Rafael Nadal explains how he copes with sleep problems during tournaments


Rafael Nadal explains how he copes with sleep problems during tournaments

The management of the tennis world in this very particular year was certainly forced due to the pandemic linked to the now known Coronavirus. Rafael Nadal probably would have won this record before but with the stop to tennis, the number two in the world this week became the player with the most weeks in the Top Ten of the ATP Tour, overcoming another tennis legend like the American Jimmy Connors.

Both have been at the top for over 15 years and Rafa, barring injuries, will remain at the top for at least another two or three years. These days Rafael Nadal has answered a question and answer session with fans, talked about his favorite success and how he keeps his motivation high even after so many years.

A question that aroused the curiosity concerns the fact of how Nadal copes with a possible lack of sleep during tournaments: "I usually sleep well and when we travel the world and there are big time differences, I try to arrive with sufficient time.

before the tournament to adapt to the conditions (jet lag,courts and weather).

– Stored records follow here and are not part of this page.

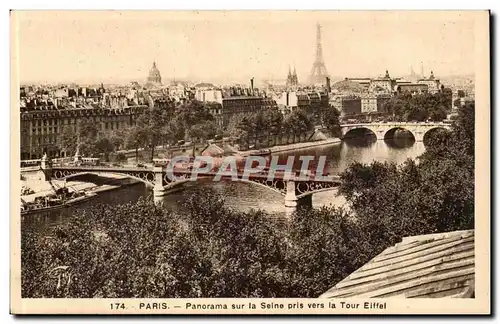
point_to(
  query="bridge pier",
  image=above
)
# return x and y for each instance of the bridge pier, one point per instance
(158, 189)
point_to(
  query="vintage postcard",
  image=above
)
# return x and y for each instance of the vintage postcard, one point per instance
(250, 162)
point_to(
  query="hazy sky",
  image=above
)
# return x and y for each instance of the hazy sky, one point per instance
(93, 46)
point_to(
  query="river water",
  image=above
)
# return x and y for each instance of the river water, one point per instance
(242, 196)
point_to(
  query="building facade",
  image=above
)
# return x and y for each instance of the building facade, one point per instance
(433, 84)
(41, 127)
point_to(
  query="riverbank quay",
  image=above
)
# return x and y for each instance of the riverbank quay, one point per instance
(43, 188)
(291, 147)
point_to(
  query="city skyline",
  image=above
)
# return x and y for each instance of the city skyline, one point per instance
(114, 46)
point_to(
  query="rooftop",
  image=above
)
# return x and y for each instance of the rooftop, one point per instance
(426, 266)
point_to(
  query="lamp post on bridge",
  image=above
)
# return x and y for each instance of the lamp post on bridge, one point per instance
(158, 190)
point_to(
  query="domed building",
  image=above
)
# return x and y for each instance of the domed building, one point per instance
(154, 75)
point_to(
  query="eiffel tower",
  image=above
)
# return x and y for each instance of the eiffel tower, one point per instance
(318, 72)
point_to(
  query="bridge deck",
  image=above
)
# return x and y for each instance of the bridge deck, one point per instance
(278, 175)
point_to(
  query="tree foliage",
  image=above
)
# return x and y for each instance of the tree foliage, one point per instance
(419, 107)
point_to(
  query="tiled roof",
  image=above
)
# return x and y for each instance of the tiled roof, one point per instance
(427, 266)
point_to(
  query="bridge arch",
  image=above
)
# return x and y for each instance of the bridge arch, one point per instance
(147, 178)
(351, 131)
(389, 133)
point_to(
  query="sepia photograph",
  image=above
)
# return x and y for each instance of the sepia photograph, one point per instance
(250, 161)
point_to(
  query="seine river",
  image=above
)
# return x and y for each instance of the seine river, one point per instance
(244, 197)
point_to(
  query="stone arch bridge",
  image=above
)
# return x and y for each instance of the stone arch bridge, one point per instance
(386, 130)
(297, 191)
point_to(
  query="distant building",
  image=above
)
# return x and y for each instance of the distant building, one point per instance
(348, 105)
(228, 102)
(382, 85)
(154, 77)
(42, 125)
(433, 84)
(413, 88)
(311, 102)
(292, 80)
(373, 103)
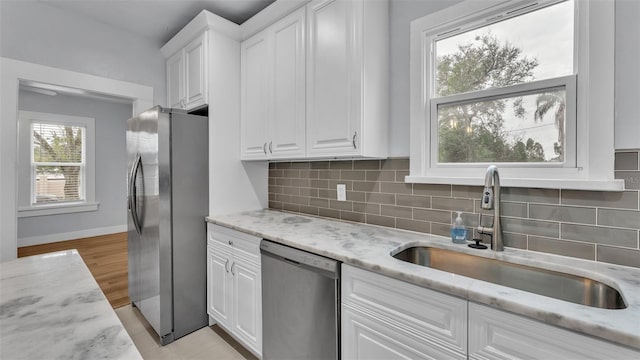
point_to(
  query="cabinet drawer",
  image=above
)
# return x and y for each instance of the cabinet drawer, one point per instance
(496, 334)
(248, 244)
(440, 318)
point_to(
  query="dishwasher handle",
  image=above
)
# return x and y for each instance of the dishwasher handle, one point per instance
(301, 258)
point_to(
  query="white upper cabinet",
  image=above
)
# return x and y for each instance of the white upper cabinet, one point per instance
(288, 81)
(347, 78)
(195, 61)
(273, 98)
(254, 123)
(175, 83)
(315, 83)
(187, 75)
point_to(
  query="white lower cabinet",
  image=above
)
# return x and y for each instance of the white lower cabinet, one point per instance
(496, 334)
(234, 284)
(384, 318)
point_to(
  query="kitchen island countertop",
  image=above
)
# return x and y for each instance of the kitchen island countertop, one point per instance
(52, 308)
(370, 247)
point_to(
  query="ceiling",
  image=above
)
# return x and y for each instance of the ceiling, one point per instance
(158, 20)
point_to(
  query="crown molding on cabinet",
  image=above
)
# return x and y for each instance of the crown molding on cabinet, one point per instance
(268, 16)
(205, 20)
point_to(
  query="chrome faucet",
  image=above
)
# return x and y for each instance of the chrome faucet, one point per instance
(491, 200)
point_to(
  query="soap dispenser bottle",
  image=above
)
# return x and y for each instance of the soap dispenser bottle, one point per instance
(458, 231)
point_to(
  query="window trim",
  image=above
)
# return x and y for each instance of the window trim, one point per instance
(27, 207)
(594, 60)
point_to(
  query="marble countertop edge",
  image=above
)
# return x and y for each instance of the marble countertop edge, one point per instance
(340, 243)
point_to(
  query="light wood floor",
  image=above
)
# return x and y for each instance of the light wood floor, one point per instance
(106, 258)
(209, 342)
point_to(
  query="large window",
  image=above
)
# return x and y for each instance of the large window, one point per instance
(58, 151)
(507, 82)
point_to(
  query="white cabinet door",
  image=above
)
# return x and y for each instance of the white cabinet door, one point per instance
(495, 334)
(195, 60)
(247, 309)
(400, 316)
(254, 122)
(175, 80)
(219, 286)
(287, 120)
(334, 77)
(363, 337)
(234, 284)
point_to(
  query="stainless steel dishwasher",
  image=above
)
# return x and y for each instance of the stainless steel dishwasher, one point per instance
(300, 304)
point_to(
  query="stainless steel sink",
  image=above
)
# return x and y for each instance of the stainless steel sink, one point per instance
(576, 289)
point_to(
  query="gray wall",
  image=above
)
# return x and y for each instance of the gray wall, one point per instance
(111, 164)
(39, 33)
(402, 12)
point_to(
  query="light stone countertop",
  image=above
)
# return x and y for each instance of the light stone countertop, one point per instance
(369, 247)
(52, 308)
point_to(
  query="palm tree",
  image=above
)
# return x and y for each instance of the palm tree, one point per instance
(546, 102)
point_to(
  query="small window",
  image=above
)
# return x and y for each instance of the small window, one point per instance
(507, 82)
(60, 159)
(58, 163)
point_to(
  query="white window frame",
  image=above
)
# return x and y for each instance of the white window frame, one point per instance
(27, 206)
(590, 148)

I try to do things as best I can to be ready for action. And if for some reason you're more nervous just face it.

Rafael Nadal answers a question and answer session

How am I motivated after all these years? I love what I do.

I don't mean tennis in any other way and I try to do my best every day to give myself a chance and to fight to the end. In our sport you will always have the possibility to change the score I can't tell you if I'm the best but I always try to do my best.

It is my vision of sport and it will remain so until the end of my career. If for some reason one day I don't feel that passion anymore, well, it will be the day that I will say goodbye and so I will do something else." The fifty edition of the Finals, which will obviously coincide with the last stage of a surreal season, will obviously be played behind closed doors.

And it will be played in London for the last time. The Finals, from 2021, will move to Turin and will remain there until 2025. The big absentee of this edition is Roger Federer, who has skipped the most of the season due to double surgery on his right knee.

The Swiss Maestro will come back for the upcoming Australian Open 2021, in Melboure. This year, due to the Global Pandemic, only three Majors were played: the Australian Open, won by Novak Djokovic, the US Open, won by Dominic Thiem and the Roland Garros, won by Rafael Nadal.